Sikap Bhaskoro yang juga hampir tidak pernah membela Tessa ketika dikritik
bahkan dijelekkan sang ibu membuat saya kesal. Kewajiban anak laki-laki pada
ibunya memang tidak akan terputus meski mereka telah berkeluarga, tapi bukankah
kewajibannya juga untuk melindungi martabat istrinya entah di depan orang asing
atau pun ibu kandungnya sendiri?
Buku ini membuat saya kerap
meringis karena miris terhadap beberapa fakta pernikahan yang di luar sana
mungkin saja banyak terjadi. Pada beberapa bagian, buku ini terasa agak
membosankan namun ceritanya tetap worth untuk
dibaca. Ada banyak pesan tersirat yang bisa membuat kita membuka mata sedikit
lebih lebar tentang menghargai amanah dan titipan Tuhan dalam hal ini, anak.
Bagian favorit saya adalah prosesi
pernikahan Indah yang menggunakan adat Jawa tok.
Walau saya bukan orang Jawa, saya selalu suka menangkap informasi tentang
kebudayaan daerah-daerah yang berbeda sukunya dengan saya. Selain memperbanyak
informasi, pengetahuan akan budaya Indonesia saya bisa semakin bertambah.
Seluruh prosesi pernikahan Indah membuat saya ingin menyaksikan midodareni dan sebagainya secara
langsung. Selain itu, selipan bahasa Jawa dan Sunda dalam banyak percakapan
membuat buku ini terasa pribumi dan Indonesia banget. Bukan berarti bahasa
daerah lain tidak Indonesia, hanya saja buku yang menyelipkan bahasa daerah
menurut saya adalah buku yang sangat membudaya.

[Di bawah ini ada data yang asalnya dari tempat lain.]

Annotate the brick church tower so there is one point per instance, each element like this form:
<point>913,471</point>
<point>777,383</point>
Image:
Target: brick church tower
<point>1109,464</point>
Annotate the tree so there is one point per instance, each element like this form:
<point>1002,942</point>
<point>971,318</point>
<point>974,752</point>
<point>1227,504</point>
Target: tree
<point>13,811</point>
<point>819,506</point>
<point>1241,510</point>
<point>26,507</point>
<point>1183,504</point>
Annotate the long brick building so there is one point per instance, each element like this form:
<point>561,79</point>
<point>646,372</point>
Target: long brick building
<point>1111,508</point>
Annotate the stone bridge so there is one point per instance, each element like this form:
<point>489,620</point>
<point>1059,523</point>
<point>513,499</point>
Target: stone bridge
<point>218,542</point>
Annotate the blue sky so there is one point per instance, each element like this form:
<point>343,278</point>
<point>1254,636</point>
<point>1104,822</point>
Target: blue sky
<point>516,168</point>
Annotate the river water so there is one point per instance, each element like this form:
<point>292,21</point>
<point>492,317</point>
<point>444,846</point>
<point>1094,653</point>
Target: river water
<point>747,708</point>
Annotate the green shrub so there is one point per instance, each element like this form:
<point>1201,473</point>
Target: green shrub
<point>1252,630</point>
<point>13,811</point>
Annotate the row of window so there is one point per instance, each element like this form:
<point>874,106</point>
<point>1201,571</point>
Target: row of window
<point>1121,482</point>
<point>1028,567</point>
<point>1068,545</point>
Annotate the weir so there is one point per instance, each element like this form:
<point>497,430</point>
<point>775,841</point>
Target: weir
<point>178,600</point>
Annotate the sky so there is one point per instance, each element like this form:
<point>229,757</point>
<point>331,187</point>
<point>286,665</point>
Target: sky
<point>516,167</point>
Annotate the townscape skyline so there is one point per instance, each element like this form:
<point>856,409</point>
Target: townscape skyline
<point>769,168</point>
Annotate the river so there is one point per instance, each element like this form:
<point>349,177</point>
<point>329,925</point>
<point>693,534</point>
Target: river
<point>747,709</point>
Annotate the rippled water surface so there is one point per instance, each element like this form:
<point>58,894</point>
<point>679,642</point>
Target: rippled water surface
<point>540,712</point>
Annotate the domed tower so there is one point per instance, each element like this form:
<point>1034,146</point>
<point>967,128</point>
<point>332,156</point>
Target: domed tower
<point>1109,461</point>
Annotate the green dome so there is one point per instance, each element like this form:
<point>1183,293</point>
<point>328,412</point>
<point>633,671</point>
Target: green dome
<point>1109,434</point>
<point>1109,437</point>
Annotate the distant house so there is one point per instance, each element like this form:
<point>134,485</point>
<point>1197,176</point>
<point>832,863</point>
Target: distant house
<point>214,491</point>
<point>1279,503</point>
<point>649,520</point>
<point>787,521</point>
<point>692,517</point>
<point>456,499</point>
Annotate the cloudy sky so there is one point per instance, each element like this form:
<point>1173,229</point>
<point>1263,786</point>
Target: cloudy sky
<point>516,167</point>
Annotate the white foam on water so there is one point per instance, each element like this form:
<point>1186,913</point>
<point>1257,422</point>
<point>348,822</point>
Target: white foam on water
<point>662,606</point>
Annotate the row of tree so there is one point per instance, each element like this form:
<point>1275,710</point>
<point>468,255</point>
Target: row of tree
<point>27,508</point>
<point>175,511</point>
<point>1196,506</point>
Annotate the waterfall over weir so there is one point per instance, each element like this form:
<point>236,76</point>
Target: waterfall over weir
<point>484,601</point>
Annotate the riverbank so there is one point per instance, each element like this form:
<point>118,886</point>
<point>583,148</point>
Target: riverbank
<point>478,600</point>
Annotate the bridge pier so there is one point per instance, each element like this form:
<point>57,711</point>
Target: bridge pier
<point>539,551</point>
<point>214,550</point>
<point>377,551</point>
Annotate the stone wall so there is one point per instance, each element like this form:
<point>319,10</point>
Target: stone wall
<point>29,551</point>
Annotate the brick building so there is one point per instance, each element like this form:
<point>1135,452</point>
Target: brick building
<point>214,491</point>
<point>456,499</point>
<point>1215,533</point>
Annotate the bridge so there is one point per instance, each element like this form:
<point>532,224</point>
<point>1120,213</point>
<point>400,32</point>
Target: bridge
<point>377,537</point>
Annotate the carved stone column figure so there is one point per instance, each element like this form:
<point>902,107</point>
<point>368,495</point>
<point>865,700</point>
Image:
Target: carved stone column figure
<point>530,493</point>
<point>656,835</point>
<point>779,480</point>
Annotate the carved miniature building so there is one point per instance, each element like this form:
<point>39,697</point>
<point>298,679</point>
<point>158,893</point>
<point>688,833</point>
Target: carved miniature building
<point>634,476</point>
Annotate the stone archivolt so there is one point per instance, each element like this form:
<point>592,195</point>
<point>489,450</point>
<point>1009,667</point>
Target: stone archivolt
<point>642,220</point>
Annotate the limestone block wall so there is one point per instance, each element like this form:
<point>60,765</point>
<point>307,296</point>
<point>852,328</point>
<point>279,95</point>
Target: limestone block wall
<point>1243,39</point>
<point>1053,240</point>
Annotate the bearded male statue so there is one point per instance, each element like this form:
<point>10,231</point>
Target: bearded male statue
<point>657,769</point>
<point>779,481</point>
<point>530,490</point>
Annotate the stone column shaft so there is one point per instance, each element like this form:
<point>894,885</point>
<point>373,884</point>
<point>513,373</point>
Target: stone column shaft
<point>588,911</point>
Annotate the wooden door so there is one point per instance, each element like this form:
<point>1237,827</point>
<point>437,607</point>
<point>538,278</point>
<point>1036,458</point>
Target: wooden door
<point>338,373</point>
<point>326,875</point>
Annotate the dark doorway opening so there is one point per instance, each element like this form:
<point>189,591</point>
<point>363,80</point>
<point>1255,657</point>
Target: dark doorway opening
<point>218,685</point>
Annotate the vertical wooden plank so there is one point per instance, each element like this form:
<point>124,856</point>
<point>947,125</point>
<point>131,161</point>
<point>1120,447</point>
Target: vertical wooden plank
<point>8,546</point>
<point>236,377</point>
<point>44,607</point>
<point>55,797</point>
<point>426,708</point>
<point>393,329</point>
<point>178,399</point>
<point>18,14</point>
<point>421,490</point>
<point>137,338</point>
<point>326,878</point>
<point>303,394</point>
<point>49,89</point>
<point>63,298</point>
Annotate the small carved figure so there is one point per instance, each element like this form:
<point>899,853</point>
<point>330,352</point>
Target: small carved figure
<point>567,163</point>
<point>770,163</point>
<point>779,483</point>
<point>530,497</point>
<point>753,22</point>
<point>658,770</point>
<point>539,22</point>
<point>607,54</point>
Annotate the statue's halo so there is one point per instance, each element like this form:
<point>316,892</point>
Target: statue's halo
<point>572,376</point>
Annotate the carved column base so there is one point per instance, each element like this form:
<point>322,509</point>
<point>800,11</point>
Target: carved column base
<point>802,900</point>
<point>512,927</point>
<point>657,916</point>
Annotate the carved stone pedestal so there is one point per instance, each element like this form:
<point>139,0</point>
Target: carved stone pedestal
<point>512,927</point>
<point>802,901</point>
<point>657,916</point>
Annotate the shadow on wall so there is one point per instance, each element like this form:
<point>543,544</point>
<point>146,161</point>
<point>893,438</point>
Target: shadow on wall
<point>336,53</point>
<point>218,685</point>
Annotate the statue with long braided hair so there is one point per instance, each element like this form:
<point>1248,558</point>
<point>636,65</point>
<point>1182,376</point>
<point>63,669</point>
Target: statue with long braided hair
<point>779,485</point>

Pelestarian budaya berbahasa
daerahnya juga masuk, walau nggak secara tersurat.
Kemudian, ada fakta unik yang saya
dapatkan dari buku ini yakni tentang pantangan pernikahan antara dua orang yang
memiliki suku Sunda dan Jawa. Legenda Hayam Wuruk seolah menjadikan pernikahan
dua suku yang bersebelahan ini sebagai suatu pamali atau hal yang tabu untuk dilakukan. Bukan karena saya
percaya bahwa hal itu benar adanya, semua manusia sama, jika sukunya berbeda
maka itu tidak jadi masalah. Hanya saja menurut saya ini bisa menjadi suatu
pelajaran tentang rasisme yang mungkin saja masih berkembang dalam hidup
masyarakat kita hingga saat ini.
Ada satu hal yang saya sayangkan
dari buku ini yakni eksekusi ceritanya kerasa maksa dan nggak asyik. Kalau pada beberapa film thriller biasanya ada adegan si pembunuh
sudah mati, namun saat ada kata end tiba-tiba
wajah sehatnya di-shoot lagi, kan, nah kalau di buku ini mirip-mirip
seperti itu tapi tidak ada rasa puas saat membacanya. Buat saya seharusnya
ceritanya masih bisa lebih panjang, Bhas dan Ibu mertuanya setidaknya bisa
mendapat sedikit pelajaran berharga atas
sikap mereka, terkesan drama sih tapi mending begitu daripada gantung.